The music of Mark Andre is like Beethoven's late quartets as compared to the heroic middle symphonies of his most obvious forebears, Grisey and Lachenmann. Any sense of compromise that comes from externality has already been abrogated in this music, its place filled with internalised, dilated, unfolding thought.
In fact his music – which is utterly compelling – shares as much with the hyper-timbral sensitivities of the English saxophonist John Butcher, or the lower-case sound of Taku Sugimoto, as it does with Grisey or Sciarrino or Saariaho or any other obvious 'art' models. It combines the micro-tonality of Grisey and the so-called musique concrète instrumentale of Lachenmann with a bewildering attention to detail; precise notations for things like the pressure of the bow on the strings and the many inner gradations of a minor third choreograph an aesthetic of complexity that infuses the whole experience of the music-its performance, analysis and audition equally-with an extraordinary charge. This micro-management of the poietic space of the music collides with grander aesthetic notions of looking inside experiences and actions for a deeper truth, resulting in music that is formally and poetically enticing.
In durch, the first of the four pieces on the disc, saxophone, piano and percussion blend together in music made seemingly entirely out of the multifaceted factof muted sound. Each instrument continuously adds slender new colours to the sympathetic discussion; the piano writing for example leans heavily on damped, plucked strings very much in the vein of Sciarrino's Nocturnes. The music is usually calm and gentle, though a threatening undertow always intimidates the surface. High, swirling partials appear occasionally: these are strangely of a piece with the mute tones from below. All three players of Trio Accanto excel here, with the middle-positioned saxophone of Marcus Weiss always appearing rightly as a conduit for the richer sounds of his companions. When he sets off the vibrations of the gongs and the resonances of the interior of the piano transcendence manifests itself. It is hard to imagine a different, or another, performance of this piece. …zu… for string trio (the players come from the excellent ensemble recherche, as they do for the rest of the disc) is equally involving, though the more homogenised parameters necessarily lead to a concentration of timbral, and dialectic (this field is always strong in this music that whittles away artificial distinctions for a genuine head-to-head of meaning between sounds) tension. Scraped synthetic core replaces damp study, without a loss of stride. We are surrounded by the sensation of physical contact here; the bows on the strings feel like hands reaching out and gently smothering our ears with their pale and desperate glissandi.

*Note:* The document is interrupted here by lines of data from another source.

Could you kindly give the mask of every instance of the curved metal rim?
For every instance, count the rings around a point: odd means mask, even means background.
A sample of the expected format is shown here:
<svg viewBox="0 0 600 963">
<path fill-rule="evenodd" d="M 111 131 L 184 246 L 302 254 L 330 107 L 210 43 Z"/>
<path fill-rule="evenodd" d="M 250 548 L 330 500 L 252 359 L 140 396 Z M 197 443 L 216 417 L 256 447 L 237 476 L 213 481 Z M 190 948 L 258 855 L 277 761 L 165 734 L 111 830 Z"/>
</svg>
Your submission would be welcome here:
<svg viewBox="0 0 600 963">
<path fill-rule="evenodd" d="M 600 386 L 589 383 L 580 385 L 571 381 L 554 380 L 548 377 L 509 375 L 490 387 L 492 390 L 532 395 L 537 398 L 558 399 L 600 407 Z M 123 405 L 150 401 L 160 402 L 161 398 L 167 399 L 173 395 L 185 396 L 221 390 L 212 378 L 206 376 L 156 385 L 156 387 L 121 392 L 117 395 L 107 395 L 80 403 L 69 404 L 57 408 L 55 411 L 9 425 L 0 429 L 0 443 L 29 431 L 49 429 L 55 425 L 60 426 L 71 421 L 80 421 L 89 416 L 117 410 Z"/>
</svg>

….in for bass clarinet is sparer than the preceding music. Gestures are pared down to a minimum, with each micro movement appearing charged, and utterly necessary. The music is communicative, fervent and ardent, unusually so for such an intellectualised, formal construction. Each time Shizuyo Oka lets out one of the recurrent, restive high tones (there is an identifiable ceiling to the sound) the surrounding pent-up repression and aggression becomes piercingly qualified. Oka also brings a lovely liquid articulation to some of the low-lying arabesques. Tension is maintained throughout the interpretation.
….als…II for bass clarinet, piano, cello and live electronics concludes the disc. Like the opener durch it is an extended consideration (18 minutes compared to the opener's 16-and-a-half) of concentrated emotion, wrought in terms of dense timbral and rhetorical intensity (even if it is largely quiet). Here the three instrumentalists are placed in a triangle around the audience, with speakers placed likewise around the hall for the fourth musician to spread out the last layer of sound. Like the other works …als… has a biblical origin, in this case a passage from Revelations (Andre isolates the …when… from the quotation that deals with silence in heaven), though the profound silence of the work can of course be enjoyed independent of its inspiration. In many ways …als… is a sort of summation of the foregoing: the thudding and thrilling dullness of the prepared piano (plasticine on the strings creates the damping effect), the fragmented multiphonics of the bass clarinet, and the scraping immediacy of the cello all correspond to details of the earlier works. Here though the electronics add a further level of definition to the sound; the already alienated and estranged hyper-texture of different timbres becomes even more darkly tumescent when transmogrified electronically. This work in one sense feels capricious, yet in another feels purposeful and precise, just as the fiercely unwavering focus of groups of capable improvising musicians always feels also as if it may break down, thrillingly, at any point. Andre's achievement is that he manages to create this sort of tension by the means of notation that is hieratic, and philosophically archaic. The performers are equal partners in this; without their local variances and intuited diminutions the music would appear shallow and machine-like. To their great credit, it actually appears fluid, tense, and dramatic.
Mark Andre's music is as old as time, and it seemingly stands outside of time, of civilisation even, as only the most resolved and commanding third-ear music can. It is a gift, rather than an acquisition. My cat even seemed rapt.